UniGraspTransformer: Simplified Policy Distillation for Scalable Dexterous Robotic Grasping


Microsoft Research Asia


Performance comparison of our UniGraspTransformer(red), with UniDexGrasp(blue) and UniDexGrasp++(green), across the state-based(purple) and vision-based(orange) settings. For each setting, success rates are evaluated on seen objects, unseen objects within seen categories, and entirely unseen objects from unseen categories.



Real-World Deployment of our UniGraspTransformer.



Simulation Results of our UniGraspTransformer.


Abstract

We introduce UniGraspTransformer, a universal Transformer-based network for dexterous robotic grasping that simplifies training while enhancing scalability and performance.
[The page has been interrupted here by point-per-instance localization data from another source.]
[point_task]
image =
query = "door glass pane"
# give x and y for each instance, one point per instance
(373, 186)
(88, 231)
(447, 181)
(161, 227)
Unlike prior methods such as UniDexGrasp++, which require complex, multi-step training pipelines, UniGraspTransformer follows a streamlined process: first, dedicated policy networks are trained for individual objects using reinforcement learning to generate successful grasp trajectories; then, these trajectories are distilled into a single, universal network. Our approach enables UniGraspTransformer to scale effectively, incorporating up to 12 self-attention blocks for handling thousands of objects with diverse poses. Additionally, it generalizes well to both idealized and real-world inputs, evaluated in state-based and vision-based settings. Notably, UniGraspTransformer generates a broader range of grasping poses for objects in various shapes and orientations, resulting in more diverse grasp strategies. Experimental results demonstrate significant improvements over state-of-the-art, UniDexGrasp++, across various object categories, achieving success rate gains of 3.5%, 7.7%, and 10.1% on seen objects, unseen objects within seen categories, and completely unseen objects, respectively, in the vision-based setting.


UniGraspTransformer


Overview. (a) Dedicated policy network training: each individual RL policy network is trained to grasp a specific object with various initial poses. (b) Grasp trajectory generation: each policy network generates M successful grasp trajectories, forming a trajectory set D. (c) UniGraspTransformer training: trajectories from D are used to train UniGraspTransformer, a universal grasp network, in a supervised manner. We investigate two settings—state-based and vision-based—with the primary difference being in the input representation of object state and hand-object distance, as indicated by * in the figure.

Experiment Results



Universal Policy. Comparison with state-of-the-art methods using a universal model for dexterous robotic grasping across both state-based and vision-based settings, evaluated by success rate. Evaluation on unseen objects from either seen or unseen categories assesses the models' generalization capability. "Obj." refers to objects, and "Cat." refers to categories.



Quantitative comparison of grasp pose diversity. Compared to UniDexGrasp++, our UniGraspTransformer demonstrates a broader range of grasping strategies, highlighting its ability to generate diverse grasping poses across a variety of objects.



Qualitative comparison of grasp pose diversity. (a) Using iterative online distillation, UniDexGrasp++ tends to grasp different objects through similar poses, with two middle fingers twisted and floated. (b) Using large-model offline distillation, our UniGraspTransformer adapts to objects of varying shapes, employing a diverse range of grasp poses.